Debut en la dirección del creador de El ala oeste de la Casa Blanca y guionista de La red social y Moneyball. Aaron Sorkin parte de la historia real de Molly Bloom, conocida como “la princesa del póker” por organizar partidas de cartas clandestinas con apuestas altas e invitados de postín, entre ellos estrellas de Hollywood.

La estructura del guion se asemeja a la de otro título reciente de Jessica Chastain, El caso Sloane. Pues se combinan los trazos biográficos –la carrera truncada de Molly como esquiadora, la relación difícil con su padre, su ascenso con el póker– con la preparación de su defensa después de que el FBI le acuse de conspiración. Desvalida, acudirá al abogado Charlie Jaffey, célebre por su integridad, en quien encuentra una nueva figura paterna.

Se nota que hay un guionista detrás de la película.
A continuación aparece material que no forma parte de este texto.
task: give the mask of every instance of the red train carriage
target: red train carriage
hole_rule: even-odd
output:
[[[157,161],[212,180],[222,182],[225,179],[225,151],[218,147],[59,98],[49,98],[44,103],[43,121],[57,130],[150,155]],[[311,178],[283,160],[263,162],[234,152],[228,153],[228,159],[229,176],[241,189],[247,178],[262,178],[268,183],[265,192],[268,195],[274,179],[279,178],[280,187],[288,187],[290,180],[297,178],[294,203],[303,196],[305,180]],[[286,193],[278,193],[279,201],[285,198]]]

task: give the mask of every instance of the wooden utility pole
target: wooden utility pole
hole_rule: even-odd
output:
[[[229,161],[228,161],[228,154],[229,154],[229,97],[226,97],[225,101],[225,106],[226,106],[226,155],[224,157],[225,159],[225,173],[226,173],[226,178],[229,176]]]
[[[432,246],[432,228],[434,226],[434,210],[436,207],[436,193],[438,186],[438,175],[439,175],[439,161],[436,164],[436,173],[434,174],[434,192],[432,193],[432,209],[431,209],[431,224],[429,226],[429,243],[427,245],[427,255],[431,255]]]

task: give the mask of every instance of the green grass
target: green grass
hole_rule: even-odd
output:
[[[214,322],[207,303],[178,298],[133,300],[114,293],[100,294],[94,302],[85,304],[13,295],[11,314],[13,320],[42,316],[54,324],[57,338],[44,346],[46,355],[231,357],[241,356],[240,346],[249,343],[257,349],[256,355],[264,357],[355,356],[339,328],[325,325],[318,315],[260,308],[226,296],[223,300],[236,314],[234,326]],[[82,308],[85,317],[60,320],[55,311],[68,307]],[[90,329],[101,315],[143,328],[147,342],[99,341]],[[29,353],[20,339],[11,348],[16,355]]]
Sorkin maneja un libreto de hierro, con diálogos chispeantes. Se da una visión positiva de Bloom: lo discutible de su profesión se disculpa por los condicionamientos familiares, y en cambio se destaca la preocupación por sus clientes cuando se exceden en sus apuestas. Y si hay consumo de drogas, se reconoce como lo que es: un error garrafal. Quizá en los tecnicismos del póker el neófito puede perderse, pero no resulta de vital importancia.

La narración es ágil; los saltos entre hilos narrativos, coherentes; el uso de la voz en off, el justo. Hay drama intenso y un puntito de intriga. Y los personajes secundarios están cuidados, aunque a veces sea con pocos trazos. Además, Chastain sabe apropiarse de su personaje, ofreciendo una gran interpretación, como alguien deseosa de tocar poder, conocedora de las reglas del juego donde se ha sumergido, pero a la que falta afecto en su vida. Aunque las carencias familiares, o el trato con el abogado llenan ciertas lagunas, resulta extraña la ausencia de una vida personal digna de ese nombre en Molly adulta, e incluso la aparición del padre en cierto momento resulta algo postiza.